Enfin, vous régnerez sur Dieu lui-même. Dieu s'est rendu obéissant à la voix de l'homme. La bonne Mère me disait: “On n'a qu'à faire cela et cela pour se rendre maître du bon Dieu; et l'âme se rend, par sa fidélité religieuse, tellement maîtresse de Lui, qu'il ne sait plus que faire pour lui témoigner son amour. Il me semble”, ajoutait elle, “— et je le dis tout bas —  que le bon Dieu en arrive jusque là, qu'il ne sait plus ce qu'il fait avec nous!” Ce regard d'attachement fidèle, de complet abandon que vous lui avez apporté pendant la retraite, gardez le lui bien, et vous serez maîtres de lui.

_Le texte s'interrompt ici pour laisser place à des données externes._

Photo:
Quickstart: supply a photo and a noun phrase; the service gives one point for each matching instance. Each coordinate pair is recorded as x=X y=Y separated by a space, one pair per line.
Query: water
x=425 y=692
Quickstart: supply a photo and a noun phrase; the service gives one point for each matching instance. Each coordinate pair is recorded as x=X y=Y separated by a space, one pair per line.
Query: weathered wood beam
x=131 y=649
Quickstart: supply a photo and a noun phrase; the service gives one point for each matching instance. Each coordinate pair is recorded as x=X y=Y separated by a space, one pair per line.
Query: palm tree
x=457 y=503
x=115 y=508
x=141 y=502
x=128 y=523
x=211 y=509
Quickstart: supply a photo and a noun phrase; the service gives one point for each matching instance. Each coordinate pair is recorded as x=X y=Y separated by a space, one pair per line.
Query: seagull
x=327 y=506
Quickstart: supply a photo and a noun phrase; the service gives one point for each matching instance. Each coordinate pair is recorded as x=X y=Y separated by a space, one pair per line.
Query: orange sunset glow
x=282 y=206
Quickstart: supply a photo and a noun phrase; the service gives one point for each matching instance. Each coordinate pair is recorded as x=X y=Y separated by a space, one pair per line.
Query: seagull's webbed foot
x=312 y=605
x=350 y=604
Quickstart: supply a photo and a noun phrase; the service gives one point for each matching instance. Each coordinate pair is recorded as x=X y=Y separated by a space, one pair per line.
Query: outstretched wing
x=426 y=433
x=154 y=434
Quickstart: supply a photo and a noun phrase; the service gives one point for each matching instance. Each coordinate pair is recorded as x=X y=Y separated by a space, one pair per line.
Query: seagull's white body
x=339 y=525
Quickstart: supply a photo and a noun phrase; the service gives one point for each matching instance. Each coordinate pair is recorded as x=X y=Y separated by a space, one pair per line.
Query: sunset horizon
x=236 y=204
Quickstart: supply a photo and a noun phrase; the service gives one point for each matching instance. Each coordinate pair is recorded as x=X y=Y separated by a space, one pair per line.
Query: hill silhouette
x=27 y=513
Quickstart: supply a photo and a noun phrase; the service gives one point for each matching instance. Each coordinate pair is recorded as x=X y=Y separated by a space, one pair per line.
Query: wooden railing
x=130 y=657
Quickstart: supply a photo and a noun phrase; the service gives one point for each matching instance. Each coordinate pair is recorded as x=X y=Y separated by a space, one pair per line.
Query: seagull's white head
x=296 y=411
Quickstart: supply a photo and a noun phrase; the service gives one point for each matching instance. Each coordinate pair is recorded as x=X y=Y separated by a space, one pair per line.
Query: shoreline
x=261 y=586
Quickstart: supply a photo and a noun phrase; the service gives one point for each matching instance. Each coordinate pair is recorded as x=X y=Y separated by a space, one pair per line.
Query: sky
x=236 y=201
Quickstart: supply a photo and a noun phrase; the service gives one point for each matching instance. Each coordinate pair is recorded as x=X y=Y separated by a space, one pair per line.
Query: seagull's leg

Vous régnerez sur Notre-Seigneur Jésus-Christ dans la sainte communion. Vous lui direz: “Venez ici, et il viendra”. Vous, mes amis, qui serez prêtres, à la sainte messe, il descendra entre vos mains. Mais vous aurez une autre puissance que les autres prêtres. Est ce que saint Jean n'a pas eu de Jésus des paroles, des regards qui lui apprenaient des secrets que Notre-Seigneur semblait ne pas vouloir confier aux autres Apôtres? Les autres sans doute, sont avec le Sauveur, ils ont les secrets réservés aux amis, ils sont les intimes du Sauveur. Mais c'est Jean qui, à la Cène, règne vraiment sur le cœur du Maître, c'est Jean le bien-aimé qui obtient, qui fait ce qu'il veut.

Cette doctrine, mes amis, est vraie de tous points. Voilà la part accordée à la fidélité religieuse. C'est aujourd'hui votre initiation à la vie religieuse. Commencez bien. Continuez avec générosité, avec ferveur. Ne faites pas d'autre considération que celle-là. Que votre donation soit bien entière. Encouragez vous bien, et entrez de plain-pied dans le royaume de Dieu. Ce sera une royauté si complète que rien n'échappera à vos âmes. Elles auront tout le bien. Ecoutez donc bien, avec l'oreille de votre cœur, avec toute la bonne volonté dont vous êtes capables, l'appel du Sauveur: “Venez, les bénis de mon Père, recevez en héritage le Royaume qui vous a été préparé depuis la fondation du monde” (Mt 25:34).

Cette parole, retenez la. Qu'elle soit pour vous une vérité constante; qu'elle demeure en vous, et elle y gardera et y vivifiera la foi, le zèle. Que ce soit la pierre placée au fond du lit du Jourdain, et qui sera le témoignage constant et perpétuel que vous êtes les vrais fils de Moïse, les vrais enfants de Dieu.